Meski secara keseluruhan investor asing masih melakukan pembelian bersih, beberapa saham justru mengalami tekanan akibat aksi jual dari investor luar negeri. Saham dari sektor energi menjadi salah satu yang paling terdampak oleh aksi tersebut.
Saham PT Astrindo Nusantara Infrastruktur Tbk dengan kode BIPI tercatat sebagai saham yang paling banyak dilepas oleh investor asing pada hari itu. Berdasarkan data perdagangan, investor asing mencatatkan net sell sebanyak 37.692.000 saham di perusahaan tersebut. Dari sisi transaksi, total saham yang dijual oleh investor asing mencapai 231.229.200 saham, sementara pembelian kembali tercatat sebanyak 193.537.200 saham.
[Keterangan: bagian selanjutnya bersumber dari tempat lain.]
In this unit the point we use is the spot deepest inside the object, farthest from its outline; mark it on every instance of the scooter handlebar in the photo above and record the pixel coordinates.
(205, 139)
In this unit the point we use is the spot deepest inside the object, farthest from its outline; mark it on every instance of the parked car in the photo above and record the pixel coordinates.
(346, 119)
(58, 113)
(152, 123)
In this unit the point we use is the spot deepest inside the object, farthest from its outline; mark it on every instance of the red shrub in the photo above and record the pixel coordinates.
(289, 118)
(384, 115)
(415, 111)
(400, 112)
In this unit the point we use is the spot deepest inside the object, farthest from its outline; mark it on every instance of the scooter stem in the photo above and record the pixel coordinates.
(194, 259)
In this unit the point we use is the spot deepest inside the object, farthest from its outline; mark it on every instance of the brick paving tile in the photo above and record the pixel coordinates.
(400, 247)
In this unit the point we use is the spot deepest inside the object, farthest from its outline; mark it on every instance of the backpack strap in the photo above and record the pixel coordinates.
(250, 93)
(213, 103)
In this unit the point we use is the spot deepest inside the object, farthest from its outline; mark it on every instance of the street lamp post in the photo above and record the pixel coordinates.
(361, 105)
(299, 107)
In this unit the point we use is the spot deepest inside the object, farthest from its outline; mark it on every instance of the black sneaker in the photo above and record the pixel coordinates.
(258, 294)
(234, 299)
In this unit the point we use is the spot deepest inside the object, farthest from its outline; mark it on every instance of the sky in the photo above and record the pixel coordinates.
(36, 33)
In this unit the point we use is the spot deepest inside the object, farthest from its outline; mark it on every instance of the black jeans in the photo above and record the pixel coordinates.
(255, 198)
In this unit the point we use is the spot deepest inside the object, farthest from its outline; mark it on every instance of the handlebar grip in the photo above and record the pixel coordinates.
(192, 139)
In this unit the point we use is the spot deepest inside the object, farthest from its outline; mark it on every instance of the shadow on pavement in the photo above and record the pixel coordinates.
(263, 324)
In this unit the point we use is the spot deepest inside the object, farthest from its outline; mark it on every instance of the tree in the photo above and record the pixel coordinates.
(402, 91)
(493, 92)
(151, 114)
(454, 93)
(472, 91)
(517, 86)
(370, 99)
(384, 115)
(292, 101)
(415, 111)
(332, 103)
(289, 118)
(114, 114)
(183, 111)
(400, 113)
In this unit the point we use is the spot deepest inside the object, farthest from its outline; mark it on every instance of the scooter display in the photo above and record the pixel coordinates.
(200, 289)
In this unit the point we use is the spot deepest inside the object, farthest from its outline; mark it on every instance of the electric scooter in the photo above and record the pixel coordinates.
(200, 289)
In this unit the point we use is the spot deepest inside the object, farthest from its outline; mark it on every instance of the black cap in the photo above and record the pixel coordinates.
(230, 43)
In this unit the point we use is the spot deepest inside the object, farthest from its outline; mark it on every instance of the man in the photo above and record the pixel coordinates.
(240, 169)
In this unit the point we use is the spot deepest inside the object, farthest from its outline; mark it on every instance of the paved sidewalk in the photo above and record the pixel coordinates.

Pergerakan ini menunjukkan bahwa meskipun investor asing masih melakukan pembelian pada saham BIPI, jumlah saham yang dilepas tetap lebih besar dibandingkan yang dibeli kembali. Kondisi tersebut menyebabkan terjadinya aksi jual bersih yang cukup signifikan pada saham perusahaan infrastruktur dan energi tersebut.
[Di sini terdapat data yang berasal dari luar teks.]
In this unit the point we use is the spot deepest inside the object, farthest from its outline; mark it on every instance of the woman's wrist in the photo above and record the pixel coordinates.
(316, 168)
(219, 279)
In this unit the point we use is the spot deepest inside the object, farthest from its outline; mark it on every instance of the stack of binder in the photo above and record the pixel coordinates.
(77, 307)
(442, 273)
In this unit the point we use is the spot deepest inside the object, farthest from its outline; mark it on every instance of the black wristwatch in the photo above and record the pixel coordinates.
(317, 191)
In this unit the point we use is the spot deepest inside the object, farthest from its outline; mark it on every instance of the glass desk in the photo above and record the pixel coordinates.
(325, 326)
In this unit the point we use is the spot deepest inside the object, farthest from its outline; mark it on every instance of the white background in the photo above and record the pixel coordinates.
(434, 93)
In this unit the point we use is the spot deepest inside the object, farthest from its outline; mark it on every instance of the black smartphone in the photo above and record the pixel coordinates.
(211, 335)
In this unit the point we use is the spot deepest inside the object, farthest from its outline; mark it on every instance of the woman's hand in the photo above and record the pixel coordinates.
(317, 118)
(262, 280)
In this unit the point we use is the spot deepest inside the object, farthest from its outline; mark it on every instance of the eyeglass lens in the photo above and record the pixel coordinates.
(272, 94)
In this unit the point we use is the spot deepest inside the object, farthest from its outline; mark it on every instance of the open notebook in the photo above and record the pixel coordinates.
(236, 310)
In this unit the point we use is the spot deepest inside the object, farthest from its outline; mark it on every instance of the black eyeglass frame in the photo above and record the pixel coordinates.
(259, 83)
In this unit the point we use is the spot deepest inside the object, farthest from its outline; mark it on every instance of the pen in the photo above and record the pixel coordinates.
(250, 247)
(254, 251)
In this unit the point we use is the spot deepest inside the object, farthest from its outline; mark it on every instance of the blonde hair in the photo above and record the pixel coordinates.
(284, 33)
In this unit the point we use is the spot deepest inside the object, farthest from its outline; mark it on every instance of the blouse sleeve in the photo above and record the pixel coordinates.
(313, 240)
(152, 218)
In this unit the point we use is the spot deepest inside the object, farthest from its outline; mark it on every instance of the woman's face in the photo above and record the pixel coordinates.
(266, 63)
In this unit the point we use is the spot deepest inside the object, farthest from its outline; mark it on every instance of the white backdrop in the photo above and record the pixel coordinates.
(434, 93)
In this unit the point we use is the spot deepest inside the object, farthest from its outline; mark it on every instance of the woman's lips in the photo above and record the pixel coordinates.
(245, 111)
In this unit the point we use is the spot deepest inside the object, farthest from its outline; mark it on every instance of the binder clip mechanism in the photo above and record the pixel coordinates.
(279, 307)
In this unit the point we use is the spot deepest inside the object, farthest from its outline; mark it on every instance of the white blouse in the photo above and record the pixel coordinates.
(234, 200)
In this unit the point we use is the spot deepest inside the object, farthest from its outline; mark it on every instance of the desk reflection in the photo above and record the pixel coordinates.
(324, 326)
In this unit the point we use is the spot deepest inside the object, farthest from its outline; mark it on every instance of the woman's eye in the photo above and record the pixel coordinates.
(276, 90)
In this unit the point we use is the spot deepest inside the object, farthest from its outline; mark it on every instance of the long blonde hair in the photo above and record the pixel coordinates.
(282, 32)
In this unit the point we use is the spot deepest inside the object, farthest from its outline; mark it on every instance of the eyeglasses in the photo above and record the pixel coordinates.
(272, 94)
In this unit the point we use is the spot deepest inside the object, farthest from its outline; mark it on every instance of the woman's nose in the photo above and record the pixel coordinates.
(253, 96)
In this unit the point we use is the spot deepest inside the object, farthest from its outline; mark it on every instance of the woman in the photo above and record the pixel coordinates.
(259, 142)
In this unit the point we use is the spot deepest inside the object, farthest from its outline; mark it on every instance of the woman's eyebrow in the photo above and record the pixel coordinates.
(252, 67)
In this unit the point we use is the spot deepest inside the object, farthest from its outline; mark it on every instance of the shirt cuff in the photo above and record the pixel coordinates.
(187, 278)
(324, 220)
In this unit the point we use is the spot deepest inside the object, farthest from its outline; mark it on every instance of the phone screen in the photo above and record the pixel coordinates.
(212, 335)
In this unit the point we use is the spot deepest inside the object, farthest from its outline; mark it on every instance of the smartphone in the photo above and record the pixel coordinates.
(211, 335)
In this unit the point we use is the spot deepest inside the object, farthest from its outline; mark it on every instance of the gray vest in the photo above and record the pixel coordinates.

Di posisi kedua saham yang paling banyak dilepas investor asing adalah PT Energi Mega Persada Tbk dengan kode ENRG. Pada perdagangan Senin, saham ENRG mencatat net sell sebanyak 29.252.400 saham oleh investor asing. Rinciannya, total penjualan asing mencapai 87.501.400 saham, sedangkan pembelian kembali oleh investor asing tercatat sebanyak 58.249.000 saham.
Fenomena aksi jual pada saham-saham energi ini terjadi di tengah dinamika pasar yang cukup volatil. Tekanan pada IHSG turut memengaruhi sentimen investor, terutama investor asing yang cenderung lebih sensitif terhadap perubahan kondisi global maupun pergerakan harga komoditas.
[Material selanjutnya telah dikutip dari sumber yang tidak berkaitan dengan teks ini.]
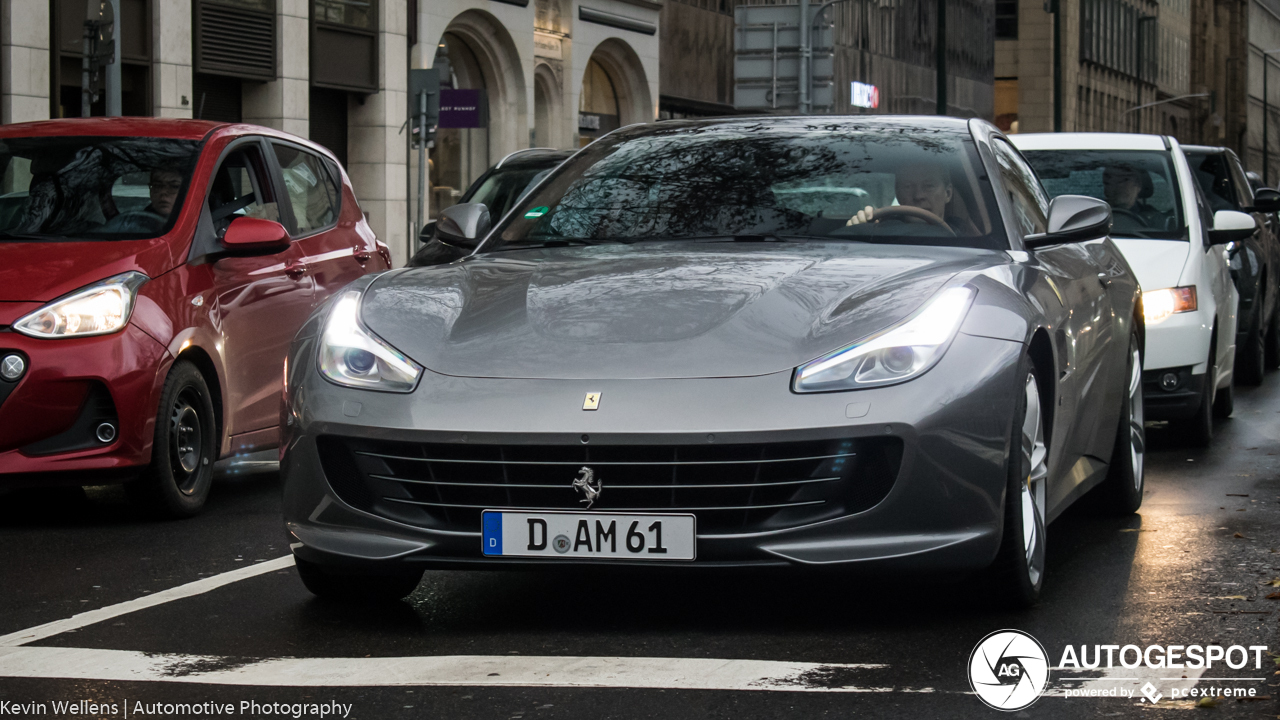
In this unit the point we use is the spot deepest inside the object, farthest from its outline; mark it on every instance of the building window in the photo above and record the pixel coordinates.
(67, 18)
(351, 13)
(344, 45)
(1006, 19)
(329, 121)
(234, 37)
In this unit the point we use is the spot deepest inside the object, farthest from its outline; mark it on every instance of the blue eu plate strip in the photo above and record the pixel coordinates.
(493, 533)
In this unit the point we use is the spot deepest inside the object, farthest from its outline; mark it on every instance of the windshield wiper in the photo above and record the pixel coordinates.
(5, 235)
(557, 242)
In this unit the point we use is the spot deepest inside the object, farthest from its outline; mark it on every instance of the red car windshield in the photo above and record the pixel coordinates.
(91, 188)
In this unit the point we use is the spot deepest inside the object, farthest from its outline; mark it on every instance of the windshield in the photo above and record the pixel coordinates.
(503, 187)
(1139, 185)
(86, 188)
(1215, 180)
(883, 183)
Sektor energi sendiri selama beberapa waktu terakhir menjadi salah satu sektor yang cukup aktif diperdagangkan di pasar saham Indonesia. Pergerakan harga komoditas global, seperti minyak dan batu bara, sering kali memberikan dampak langsung terhadap kinerja saham perusahaan energi di Bursa Efek Indonesia.
Selain faktor komoditas, keputusan investor asing untuk melakukan aksi jual pada beberapa saham juga dapat dipengaruhi oleh strategi pengelolaan portofolio. Investor global biasanya melakukan penyesuaian portofolio berdasarkan perkembangan ekonomi global, nilai tukar mata uang, hingga kondisi geopolitik yang dapat memengaruhi stabilitas pasar keuangan.
Meskipun terdapat aksi jual pada sejumlah saham tertentu, kondisi net foreign buy secara keseluruhan menunjukkan bahwa minat investor asing terhadap pasar saham Indonesia masih cukup terjaga. Aliran dana asing yang masih masuk ke pasar menjadi salah satu indikator bahwa pasar modal Indonesia tetap menarik bagi investor global.
Ke depan, pelaku pasar akan terus mencermati perkembangan faktor eksternal maupun domestik yang dapat memengaruhi pergerakan IHSG. Sentimen global, kebijakan moneter, serta perkembangan harga komoditas diperkirakan tetap menjadi faktor penting yang memengaruhi keputusan investasi di pasar saham Indonesia.